Outback Steakhouse Illuminati rumors
Credit: Diane Macdonald / Contributor / Getty Images

Over the weekend, a single tweet exploded into rumors that one very unexpected restaurant is controlling Americans through a mysterious organization known as the Illuminati: Outback Steakhouse.

You’ll have heard of the Illuminati through the extensive conspiracy theories that Beyonce and Jay-Z are members of the organization, a secret society founded in 1776 in Bavaria. These days the Illuminati claims—and there is absolutely zero evidence that such an organization even exists, despite their very official looking website—to be a group of world leaders, celebrities, and artists, that have come together to “further the prosperity of the human species.”

Yeah, sounds pretty far-fetched. Even more unlikely? That the Australian-ish steak chain is part of a grand conspiracy perpetrated by the as-yet-unverified group to control the world (wouldn't they go with Olive Garden? People love Olive Garden). But once the Internet grabs a hold of a notion, even one as outlandish as this, it’s hard to get it to let go.

The fervor began when a Twitter user connected the locations of Outback Steakhouses Arizona, Georgia, and Illinois, as well as several other states, to creating a star shape, otherwise known as a pentagram (admittedly, a strange coincidence).
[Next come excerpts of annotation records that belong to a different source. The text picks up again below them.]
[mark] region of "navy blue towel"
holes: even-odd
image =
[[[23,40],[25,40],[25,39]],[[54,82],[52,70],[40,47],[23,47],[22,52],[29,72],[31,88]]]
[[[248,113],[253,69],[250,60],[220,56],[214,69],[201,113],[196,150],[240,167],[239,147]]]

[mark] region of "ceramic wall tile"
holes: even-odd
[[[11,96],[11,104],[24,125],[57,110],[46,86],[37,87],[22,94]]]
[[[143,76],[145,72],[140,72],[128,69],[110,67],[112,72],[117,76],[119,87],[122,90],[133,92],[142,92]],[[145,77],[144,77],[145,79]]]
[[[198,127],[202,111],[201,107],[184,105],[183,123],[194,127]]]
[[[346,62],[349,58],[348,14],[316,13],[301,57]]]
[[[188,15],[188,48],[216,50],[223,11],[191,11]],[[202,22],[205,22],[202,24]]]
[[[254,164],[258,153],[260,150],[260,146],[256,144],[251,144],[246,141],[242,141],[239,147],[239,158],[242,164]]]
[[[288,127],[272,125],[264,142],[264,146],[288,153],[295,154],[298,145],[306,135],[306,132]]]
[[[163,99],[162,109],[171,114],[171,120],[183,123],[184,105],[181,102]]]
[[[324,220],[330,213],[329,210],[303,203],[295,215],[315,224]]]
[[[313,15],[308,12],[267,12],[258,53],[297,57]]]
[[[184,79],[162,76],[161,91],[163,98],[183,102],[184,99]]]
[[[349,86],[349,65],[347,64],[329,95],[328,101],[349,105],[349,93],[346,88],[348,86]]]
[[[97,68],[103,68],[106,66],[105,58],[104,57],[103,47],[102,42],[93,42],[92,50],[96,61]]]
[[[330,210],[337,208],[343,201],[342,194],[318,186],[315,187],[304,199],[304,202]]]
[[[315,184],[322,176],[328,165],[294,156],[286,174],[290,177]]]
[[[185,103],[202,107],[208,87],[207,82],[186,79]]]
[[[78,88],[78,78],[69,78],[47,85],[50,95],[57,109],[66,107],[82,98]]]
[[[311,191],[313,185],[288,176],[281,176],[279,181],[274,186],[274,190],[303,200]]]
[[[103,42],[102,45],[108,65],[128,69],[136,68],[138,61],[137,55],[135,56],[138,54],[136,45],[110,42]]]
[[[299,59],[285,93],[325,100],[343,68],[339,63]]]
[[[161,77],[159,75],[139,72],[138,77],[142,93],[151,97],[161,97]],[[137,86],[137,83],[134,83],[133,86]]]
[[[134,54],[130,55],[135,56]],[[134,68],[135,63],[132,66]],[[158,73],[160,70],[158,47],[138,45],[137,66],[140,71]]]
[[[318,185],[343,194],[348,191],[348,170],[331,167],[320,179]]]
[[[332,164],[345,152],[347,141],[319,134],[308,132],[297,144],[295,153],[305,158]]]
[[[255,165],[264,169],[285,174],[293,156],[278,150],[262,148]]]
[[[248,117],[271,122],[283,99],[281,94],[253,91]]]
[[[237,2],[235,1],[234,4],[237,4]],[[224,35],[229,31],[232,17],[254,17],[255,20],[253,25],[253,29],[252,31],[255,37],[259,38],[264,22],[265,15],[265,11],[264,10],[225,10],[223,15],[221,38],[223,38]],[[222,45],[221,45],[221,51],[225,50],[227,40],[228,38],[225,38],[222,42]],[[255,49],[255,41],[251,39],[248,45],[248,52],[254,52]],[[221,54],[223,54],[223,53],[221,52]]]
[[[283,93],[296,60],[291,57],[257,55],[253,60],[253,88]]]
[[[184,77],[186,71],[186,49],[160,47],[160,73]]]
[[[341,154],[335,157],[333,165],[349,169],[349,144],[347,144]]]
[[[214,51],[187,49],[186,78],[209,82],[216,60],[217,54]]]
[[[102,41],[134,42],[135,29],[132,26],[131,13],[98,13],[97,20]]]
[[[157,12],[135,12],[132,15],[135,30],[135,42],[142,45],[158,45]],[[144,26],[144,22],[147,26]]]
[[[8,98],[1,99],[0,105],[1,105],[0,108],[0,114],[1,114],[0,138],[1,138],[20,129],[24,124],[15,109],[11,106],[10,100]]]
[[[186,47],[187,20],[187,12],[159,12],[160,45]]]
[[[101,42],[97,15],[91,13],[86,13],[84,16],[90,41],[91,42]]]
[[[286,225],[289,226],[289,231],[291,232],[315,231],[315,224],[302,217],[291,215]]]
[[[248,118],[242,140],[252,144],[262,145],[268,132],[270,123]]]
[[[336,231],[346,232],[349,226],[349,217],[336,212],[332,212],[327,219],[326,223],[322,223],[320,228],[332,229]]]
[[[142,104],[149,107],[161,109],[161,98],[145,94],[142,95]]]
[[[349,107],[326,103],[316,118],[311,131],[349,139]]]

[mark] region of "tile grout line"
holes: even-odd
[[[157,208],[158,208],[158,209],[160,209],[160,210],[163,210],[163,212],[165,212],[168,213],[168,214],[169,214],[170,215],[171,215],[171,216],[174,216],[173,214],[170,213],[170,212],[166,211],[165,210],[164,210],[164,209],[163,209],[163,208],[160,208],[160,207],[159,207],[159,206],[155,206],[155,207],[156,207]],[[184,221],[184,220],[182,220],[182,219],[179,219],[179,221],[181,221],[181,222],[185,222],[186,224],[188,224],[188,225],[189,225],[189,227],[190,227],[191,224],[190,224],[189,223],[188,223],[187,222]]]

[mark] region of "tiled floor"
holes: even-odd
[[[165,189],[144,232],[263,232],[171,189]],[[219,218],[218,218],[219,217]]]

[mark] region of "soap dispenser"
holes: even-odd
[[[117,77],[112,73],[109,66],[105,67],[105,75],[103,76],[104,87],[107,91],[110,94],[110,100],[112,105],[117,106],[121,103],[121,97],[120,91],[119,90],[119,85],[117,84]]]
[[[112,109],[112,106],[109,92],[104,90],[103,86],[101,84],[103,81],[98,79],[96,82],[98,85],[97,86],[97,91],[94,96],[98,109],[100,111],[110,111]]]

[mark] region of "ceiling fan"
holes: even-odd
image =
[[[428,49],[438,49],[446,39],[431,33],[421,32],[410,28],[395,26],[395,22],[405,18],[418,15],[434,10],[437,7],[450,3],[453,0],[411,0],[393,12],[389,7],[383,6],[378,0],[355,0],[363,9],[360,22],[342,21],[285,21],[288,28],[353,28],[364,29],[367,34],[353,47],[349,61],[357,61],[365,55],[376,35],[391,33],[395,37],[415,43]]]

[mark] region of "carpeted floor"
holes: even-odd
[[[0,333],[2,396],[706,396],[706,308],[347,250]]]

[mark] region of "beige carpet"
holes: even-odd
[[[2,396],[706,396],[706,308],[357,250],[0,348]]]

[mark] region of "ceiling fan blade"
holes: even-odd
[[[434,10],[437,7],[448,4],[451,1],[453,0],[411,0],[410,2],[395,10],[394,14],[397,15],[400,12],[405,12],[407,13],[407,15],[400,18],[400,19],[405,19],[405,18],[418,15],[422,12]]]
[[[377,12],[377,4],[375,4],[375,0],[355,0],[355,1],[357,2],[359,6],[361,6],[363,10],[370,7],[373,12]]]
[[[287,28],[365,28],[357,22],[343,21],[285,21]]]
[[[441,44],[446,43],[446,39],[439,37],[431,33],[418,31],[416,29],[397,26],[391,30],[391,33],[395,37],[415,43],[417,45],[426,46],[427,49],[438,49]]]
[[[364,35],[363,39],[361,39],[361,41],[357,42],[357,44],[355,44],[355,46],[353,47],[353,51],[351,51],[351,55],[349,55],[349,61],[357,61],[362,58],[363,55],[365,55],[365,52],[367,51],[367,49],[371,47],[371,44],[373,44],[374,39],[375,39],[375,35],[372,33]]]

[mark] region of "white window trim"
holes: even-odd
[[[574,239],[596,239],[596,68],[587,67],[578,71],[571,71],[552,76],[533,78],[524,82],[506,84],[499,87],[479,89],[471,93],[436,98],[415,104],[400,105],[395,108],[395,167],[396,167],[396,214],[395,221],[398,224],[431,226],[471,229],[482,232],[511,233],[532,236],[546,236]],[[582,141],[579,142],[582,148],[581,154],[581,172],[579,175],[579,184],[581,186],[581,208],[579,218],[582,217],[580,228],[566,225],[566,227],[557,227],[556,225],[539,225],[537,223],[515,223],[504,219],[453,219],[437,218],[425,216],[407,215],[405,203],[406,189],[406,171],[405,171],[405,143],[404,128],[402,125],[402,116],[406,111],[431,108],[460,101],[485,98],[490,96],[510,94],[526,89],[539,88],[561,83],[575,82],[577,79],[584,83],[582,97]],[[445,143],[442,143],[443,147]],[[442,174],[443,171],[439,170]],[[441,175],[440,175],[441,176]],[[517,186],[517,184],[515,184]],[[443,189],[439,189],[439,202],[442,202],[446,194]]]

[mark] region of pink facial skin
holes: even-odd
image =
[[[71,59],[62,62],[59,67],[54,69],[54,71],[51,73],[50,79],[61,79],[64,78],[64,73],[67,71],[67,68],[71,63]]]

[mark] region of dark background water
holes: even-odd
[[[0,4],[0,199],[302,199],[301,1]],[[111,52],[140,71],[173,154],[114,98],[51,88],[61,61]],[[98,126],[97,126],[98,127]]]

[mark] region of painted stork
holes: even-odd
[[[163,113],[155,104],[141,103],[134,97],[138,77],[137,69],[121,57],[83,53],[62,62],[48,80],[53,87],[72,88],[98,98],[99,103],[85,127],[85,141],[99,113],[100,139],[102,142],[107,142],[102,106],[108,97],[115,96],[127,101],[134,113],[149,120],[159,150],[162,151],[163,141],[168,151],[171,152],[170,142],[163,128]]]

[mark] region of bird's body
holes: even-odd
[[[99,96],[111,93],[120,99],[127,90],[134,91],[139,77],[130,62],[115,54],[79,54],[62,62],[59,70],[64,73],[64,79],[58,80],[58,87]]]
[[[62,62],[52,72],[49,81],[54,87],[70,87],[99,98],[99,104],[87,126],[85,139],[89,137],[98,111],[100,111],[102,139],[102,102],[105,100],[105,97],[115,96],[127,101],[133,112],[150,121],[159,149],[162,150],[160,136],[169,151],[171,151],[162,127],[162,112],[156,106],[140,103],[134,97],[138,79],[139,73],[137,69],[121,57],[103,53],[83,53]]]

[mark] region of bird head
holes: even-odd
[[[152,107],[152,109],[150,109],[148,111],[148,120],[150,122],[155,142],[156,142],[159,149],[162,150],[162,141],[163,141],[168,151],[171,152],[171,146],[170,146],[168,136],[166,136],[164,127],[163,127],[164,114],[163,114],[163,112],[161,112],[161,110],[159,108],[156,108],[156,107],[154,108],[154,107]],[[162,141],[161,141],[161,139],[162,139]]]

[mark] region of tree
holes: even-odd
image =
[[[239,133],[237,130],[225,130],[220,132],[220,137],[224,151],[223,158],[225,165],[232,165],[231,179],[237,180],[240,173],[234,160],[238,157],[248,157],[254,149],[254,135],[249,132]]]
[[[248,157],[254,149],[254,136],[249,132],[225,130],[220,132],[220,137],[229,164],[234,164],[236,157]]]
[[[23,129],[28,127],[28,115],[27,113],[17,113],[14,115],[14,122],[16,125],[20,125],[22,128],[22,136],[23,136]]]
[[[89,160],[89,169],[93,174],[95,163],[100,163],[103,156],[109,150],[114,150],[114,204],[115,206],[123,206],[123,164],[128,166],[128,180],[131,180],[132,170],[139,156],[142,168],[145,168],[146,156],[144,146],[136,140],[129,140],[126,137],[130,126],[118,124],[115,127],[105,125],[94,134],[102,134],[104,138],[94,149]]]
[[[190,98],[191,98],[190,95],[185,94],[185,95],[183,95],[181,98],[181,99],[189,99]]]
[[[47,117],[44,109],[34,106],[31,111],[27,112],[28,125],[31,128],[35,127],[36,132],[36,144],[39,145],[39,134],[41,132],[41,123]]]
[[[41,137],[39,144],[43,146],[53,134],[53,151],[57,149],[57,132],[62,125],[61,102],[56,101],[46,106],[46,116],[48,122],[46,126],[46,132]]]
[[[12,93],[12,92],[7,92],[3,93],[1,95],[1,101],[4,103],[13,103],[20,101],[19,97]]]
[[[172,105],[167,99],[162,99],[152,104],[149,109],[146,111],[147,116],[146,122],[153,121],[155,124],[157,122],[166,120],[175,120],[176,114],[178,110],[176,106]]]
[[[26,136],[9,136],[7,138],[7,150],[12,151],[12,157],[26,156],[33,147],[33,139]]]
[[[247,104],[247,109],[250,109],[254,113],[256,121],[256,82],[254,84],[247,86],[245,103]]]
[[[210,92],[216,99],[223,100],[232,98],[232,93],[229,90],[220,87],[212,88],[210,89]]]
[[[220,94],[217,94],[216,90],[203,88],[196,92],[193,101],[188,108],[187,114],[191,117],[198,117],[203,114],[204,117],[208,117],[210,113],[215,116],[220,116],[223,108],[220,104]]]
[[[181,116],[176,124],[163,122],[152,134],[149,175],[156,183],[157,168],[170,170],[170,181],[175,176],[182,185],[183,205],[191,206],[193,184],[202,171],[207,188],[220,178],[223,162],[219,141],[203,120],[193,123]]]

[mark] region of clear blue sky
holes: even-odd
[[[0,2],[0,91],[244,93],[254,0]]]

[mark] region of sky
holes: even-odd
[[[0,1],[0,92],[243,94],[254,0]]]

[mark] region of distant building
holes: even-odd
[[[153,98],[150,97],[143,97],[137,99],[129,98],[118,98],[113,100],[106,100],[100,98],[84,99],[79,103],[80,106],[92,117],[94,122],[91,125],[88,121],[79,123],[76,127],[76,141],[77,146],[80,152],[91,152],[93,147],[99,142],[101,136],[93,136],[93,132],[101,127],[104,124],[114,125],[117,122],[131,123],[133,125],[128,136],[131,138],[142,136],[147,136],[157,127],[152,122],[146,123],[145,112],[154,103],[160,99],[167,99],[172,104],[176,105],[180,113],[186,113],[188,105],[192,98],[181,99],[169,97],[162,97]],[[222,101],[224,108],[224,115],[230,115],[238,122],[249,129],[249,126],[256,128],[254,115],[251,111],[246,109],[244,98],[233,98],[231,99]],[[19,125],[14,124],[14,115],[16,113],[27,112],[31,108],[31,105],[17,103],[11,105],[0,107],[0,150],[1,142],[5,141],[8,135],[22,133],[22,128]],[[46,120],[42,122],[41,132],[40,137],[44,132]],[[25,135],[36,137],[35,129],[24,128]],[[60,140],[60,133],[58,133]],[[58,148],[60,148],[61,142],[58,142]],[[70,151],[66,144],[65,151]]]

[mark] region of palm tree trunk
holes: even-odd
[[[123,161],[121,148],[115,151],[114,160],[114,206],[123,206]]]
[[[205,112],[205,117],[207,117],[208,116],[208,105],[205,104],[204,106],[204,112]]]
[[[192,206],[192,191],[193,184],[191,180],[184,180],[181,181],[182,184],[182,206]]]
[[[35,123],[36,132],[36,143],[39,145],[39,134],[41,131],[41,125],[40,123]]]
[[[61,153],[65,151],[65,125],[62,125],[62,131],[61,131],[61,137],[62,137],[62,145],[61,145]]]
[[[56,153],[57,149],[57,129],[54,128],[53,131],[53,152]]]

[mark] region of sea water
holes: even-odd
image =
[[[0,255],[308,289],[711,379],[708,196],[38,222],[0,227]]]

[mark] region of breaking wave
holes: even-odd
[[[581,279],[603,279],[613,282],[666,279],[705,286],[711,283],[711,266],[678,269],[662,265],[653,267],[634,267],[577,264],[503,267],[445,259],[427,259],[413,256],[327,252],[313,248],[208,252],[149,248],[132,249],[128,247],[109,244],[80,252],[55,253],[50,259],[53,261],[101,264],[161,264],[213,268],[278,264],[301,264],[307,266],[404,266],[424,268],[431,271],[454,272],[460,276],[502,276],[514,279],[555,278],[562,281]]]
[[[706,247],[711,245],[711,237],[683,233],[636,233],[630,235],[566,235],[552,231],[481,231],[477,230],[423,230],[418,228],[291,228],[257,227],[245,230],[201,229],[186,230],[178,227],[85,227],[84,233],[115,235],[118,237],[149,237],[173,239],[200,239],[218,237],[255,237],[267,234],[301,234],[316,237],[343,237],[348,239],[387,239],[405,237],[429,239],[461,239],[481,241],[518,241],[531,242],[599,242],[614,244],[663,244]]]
The shape has some associations with witchcraft, although it has its origins in ancient Greece. But even the appearance of the pentagram set Twitter ablaze with suggestions of Satanic worship.

To get to the bottom of the rumors, the Daily Dot went straight to the source, asking Outback Steakhouse to either confirm or deny conspiracy theories that the restaurant is a front for Satanic cult or a meeting place for the Illumnati. Do they have plans to take over the world with a giant Bloomin’ Onion?

“No plans, other than to bring bold steaks and Bloomin’ Onions to our guests!” the chain said in a statement, which does precisely nothing to clear up rumors they’re members of a shadowy league of villainous steak enthusiasts bent on world domination. Either that, or this is just a really, really great marketing campaign. Lets hope—for the sake of humanity—that it’s the latter.